Quick Tip: Writing Content that Sucks Your Reader In
Articles are the bedrock of your content marketing strategy. If you are going to enlarge the size of your Web footprint, then you must start here. That’s because so many other things can be developed from them as a result.
Most guidance on how to write articles tells you to start from the beginning: decide on your title, then write the introduction, then argue your points, draw a conclusion, and finish with your anchor text.
That approach is fine if you have a clear idea of how all of those parts fit together. In fact, if you understand those things really well, then you should be able to write straight through without having to think about it all.
But, if you’re struggling with the title or the introduction, or even the main points, then you need to reverse the order. Start with the conclusion, then do the bullets, and then the introduction.
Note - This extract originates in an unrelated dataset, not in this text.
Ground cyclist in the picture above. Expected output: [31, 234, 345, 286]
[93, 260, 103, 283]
The introduction is probably the most challenging part of any article. That’s because if your readers aren’t persuaded by what it says, then they won’t be bothered to read the rest of your article. So that introduction has to be spot on. It has to be compelling.
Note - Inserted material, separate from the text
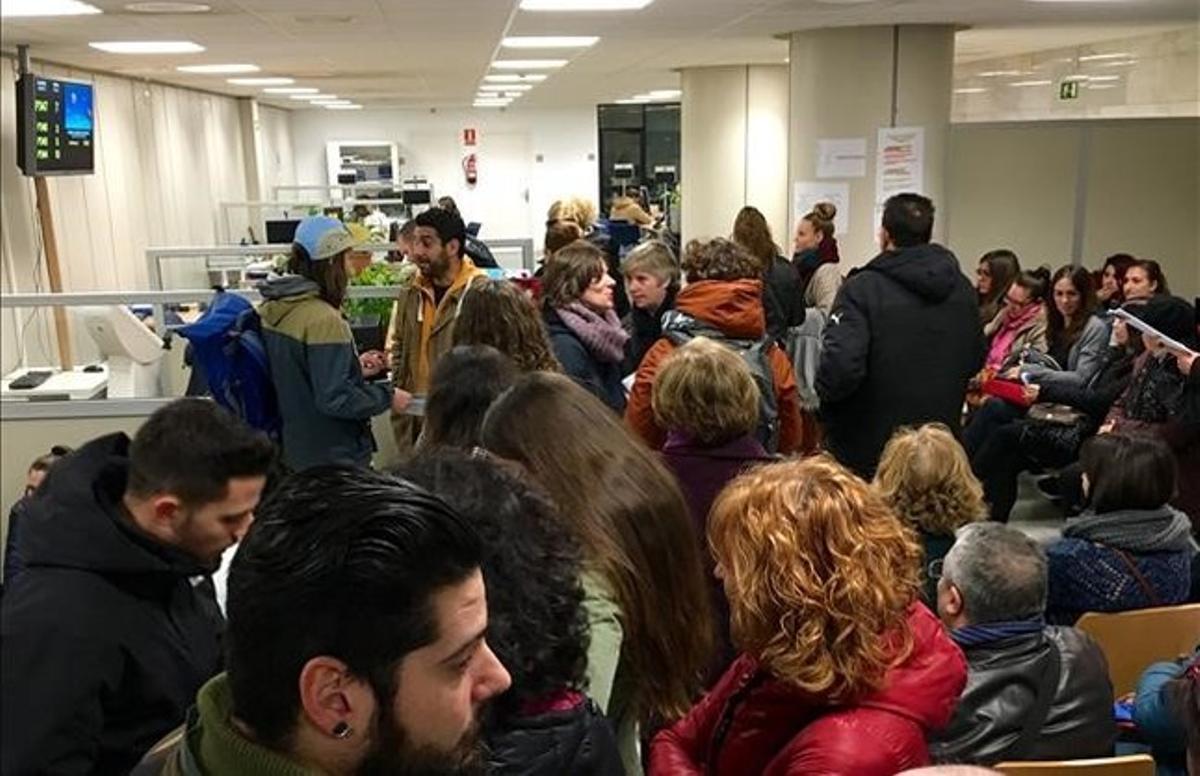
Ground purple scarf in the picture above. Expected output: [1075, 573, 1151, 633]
[554, 302, 629, 363]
The problem, of course, is that it’s difficult to make it compelling without knowing in advance what you’re going to say in the rest of the article.
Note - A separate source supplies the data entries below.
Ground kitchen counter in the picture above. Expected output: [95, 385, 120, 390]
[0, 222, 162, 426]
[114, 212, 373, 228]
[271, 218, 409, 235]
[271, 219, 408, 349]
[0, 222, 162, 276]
The introduction is like the overture in an opera. You can’t weave the themes together into a meaning summary if you don’t know what they are; and you can’’t know what they are until you’ve written them. But once you have them, then all you have to do is put them in one place, and then consider them together.
So imagine that you have your ideas, your points, in front of you, then what? The thing to do is to put them in the same order as they appear in the body of your article. If you want to, then you can put them just like that in your introduction. But remember that you want to draw people into the article. You want to tease them. And so it’’s probably better to write one sentence that sets the context, another one that states the problem, and a third one that tells them how you’re going to solve it. In that way they’ll get a short synopsis of what you have to say.